MAIN TEXT
To the editor: Hepatosplenic T Cell Lymphoma (HSTCL) is a rare
malignancy that occurs most often in young adult males, and is
associated with immunosuppressive medications1–3.
Less than 10% of patients with HSTCL survive five years after
diagnosis4, and there is no consensus for treatment,
particularly for pediatric patients2.
A 14 year old female with Turner Syndrome and Crohn’s disease previously
treated with mercaptopurine for seven years presented following two
weeks of facial and truncal rash (Figure 1), fatigue, night sweats, and
hepatosplenomegaly. Mercaptopurine was discontinued 19 months prior to
presentation. Laboratory evaluation revealed blast-like cells, white
blood cell count 17500/mm3, hemoglobin 10.7 g/dL,
platelet count 119000/ mm3, and lactate dehydrogenase
5,885 u/L. Bone marrow aspirate contained 31% malignant
cells—positive for CD3, CD7, and CD56, and negative for alpha/beta T
cell receptor—with isochromosome 7q and 8q gain. Computed tomography
(CT) and positron emission tomography/computed tomography (PET/CT)
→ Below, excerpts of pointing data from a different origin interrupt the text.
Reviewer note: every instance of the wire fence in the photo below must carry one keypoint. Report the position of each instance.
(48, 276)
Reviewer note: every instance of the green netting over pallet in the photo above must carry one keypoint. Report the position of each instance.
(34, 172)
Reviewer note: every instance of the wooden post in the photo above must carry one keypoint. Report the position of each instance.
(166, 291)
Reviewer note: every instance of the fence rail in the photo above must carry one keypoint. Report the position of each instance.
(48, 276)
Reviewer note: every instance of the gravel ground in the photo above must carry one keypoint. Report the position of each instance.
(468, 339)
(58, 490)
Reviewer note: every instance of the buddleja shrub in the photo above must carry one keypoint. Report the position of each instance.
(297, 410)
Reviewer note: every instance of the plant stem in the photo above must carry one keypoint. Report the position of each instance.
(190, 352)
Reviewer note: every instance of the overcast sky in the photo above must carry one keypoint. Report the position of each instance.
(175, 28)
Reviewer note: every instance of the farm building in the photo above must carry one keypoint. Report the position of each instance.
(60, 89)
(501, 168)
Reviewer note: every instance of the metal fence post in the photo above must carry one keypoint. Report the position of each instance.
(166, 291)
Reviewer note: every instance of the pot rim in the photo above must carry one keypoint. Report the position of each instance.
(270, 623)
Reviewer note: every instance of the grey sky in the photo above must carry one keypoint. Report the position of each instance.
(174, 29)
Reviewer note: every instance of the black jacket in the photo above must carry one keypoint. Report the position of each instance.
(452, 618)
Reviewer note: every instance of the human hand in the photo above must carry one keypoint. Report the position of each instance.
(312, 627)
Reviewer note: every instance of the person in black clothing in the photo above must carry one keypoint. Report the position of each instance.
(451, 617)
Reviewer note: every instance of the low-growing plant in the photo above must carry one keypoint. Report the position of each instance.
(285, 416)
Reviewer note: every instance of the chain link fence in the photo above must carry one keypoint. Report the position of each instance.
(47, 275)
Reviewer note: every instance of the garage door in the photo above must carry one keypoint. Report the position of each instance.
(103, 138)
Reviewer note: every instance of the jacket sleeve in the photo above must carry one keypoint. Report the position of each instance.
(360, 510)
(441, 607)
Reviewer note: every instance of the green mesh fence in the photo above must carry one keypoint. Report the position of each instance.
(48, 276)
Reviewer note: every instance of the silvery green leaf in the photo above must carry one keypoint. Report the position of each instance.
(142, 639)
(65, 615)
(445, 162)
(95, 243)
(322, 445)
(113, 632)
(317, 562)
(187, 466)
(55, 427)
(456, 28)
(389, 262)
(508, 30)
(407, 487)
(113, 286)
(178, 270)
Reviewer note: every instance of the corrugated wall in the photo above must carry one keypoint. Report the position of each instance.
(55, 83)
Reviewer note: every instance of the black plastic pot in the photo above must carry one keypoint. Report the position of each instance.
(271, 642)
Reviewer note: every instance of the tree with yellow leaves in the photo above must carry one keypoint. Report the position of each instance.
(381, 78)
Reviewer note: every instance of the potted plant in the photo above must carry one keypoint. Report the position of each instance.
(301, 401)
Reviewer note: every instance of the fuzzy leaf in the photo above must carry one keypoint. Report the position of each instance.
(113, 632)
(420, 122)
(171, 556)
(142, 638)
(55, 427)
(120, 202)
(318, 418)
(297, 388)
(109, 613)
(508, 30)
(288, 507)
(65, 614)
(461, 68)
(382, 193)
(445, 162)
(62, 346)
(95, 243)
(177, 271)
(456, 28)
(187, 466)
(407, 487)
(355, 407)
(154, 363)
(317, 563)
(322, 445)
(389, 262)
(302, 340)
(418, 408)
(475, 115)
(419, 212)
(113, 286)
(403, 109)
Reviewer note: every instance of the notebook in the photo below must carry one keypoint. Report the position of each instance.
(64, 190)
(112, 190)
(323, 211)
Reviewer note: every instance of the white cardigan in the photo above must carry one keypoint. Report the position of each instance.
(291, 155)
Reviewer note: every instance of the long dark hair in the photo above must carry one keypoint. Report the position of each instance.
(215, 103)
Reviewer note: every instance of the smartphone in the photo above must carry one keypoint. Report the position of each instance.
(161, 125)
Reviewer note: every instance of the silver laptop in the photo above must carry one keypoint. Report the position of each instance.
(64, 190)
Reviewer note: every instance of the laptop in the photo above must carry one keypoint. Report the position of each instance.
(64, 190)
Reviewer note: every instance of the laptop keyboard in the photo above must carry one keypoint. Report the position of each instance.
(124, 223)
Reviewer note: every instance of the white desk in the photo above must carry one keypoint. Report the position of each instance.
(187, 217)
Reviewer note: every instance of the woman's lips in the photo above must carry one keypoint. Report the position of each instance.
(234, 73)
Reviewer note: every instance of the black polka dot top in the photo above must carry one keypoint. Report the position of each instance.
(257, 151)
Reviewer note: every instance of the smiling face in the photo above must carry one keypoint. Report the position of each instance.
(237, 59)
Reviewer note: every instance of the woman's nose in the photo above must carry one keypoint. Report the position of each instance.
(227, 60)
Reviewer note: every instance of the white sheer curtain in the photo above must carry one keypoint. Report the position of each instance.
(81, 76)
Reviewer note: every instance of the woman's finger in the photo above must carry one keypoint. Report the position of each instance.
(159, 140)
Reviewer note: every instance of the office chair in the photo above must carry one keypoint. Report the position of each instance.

confirmed hepatosplenomegaly and hypermetabolic splenic lesions (Figure
2). The diagnostic workup was consistent with HSTCL.
She received induction therapy with ifosfamide, carboplatin, and
etoposide (ICE)5. After one cycle, rash resolved and
splenomegaly markedly improved. She achieved a complete response with
negative PET/CT scan and 0.009% minimal residual disease (MRD) after
four cycles. She underwent allogeneic hematopoietic stem cell transplant
(HSCT) from a matched unrelated donor following conditioning with total
body irradiation, thiotepa, and cyclophosphamide. Bone marrow aspirate
obtained 30 days after HSCT had rare suspicious cells, but MRD was
<0.001%. One year after HSCT, bone marrow evaluation was MRD
negative and PET/CT was negative for disease.
Patients with exposure to thiopurines and other immunomodulators have
increased risk of HSTCL1–3,6,7. However, this is the
first reported case of HSTCL in a patient with Turner Syndrome. While
patients with Turner Syndrome have increased risk of solid tumors,
increased hematologic malignancy is not reported in this
group8,9. A systematic review of patients with HSTCL
following immunosuppressive therapy for inflammatory bowel disease found
that this cohort of patients were >90%
male6, an interesting finding considering this female
patient had only one X chromosome. Also notable is the development of
malignancy after more than a year from discontinuation of
immunomodulators, indicating that risk may be sustained over months to
years after exposure.
Outcomes among HSTCL case series are dismal7,10,11,
and treatment regimens vary widely. National Comprehensive Cancer
Network (NCCN) guidelines revised January 2020 suggest ICE followed by
allogeneic HSCT1. Ifosfamide, cytarabine, etoposide
(IVAC) has been used with some success4; while
cyclophosphamide, doxorubicin hydrochloride, vincristine sulfate, and
prednisone (CHOP) has been largely accepted as
inadequate1,10. While NCCN guidelines recommend
allogeneic HSCT, American Society of Blood and Marrow Transplantation
recommends autologous HSCT for older adults and those who have achieved
complete response prior to transplant12.
In summary, we successfully treated a 14 year old with Turner syndrome
and HSTCL with ICE and allogeneic HSCT. She remains in remission 16
months from diagnosis and 12 months following HSCT. Some patients with
this challenging disease can achieve sustained remission with aggressive
induction chemotherapy followed by consolidation with allogeneic HSCT.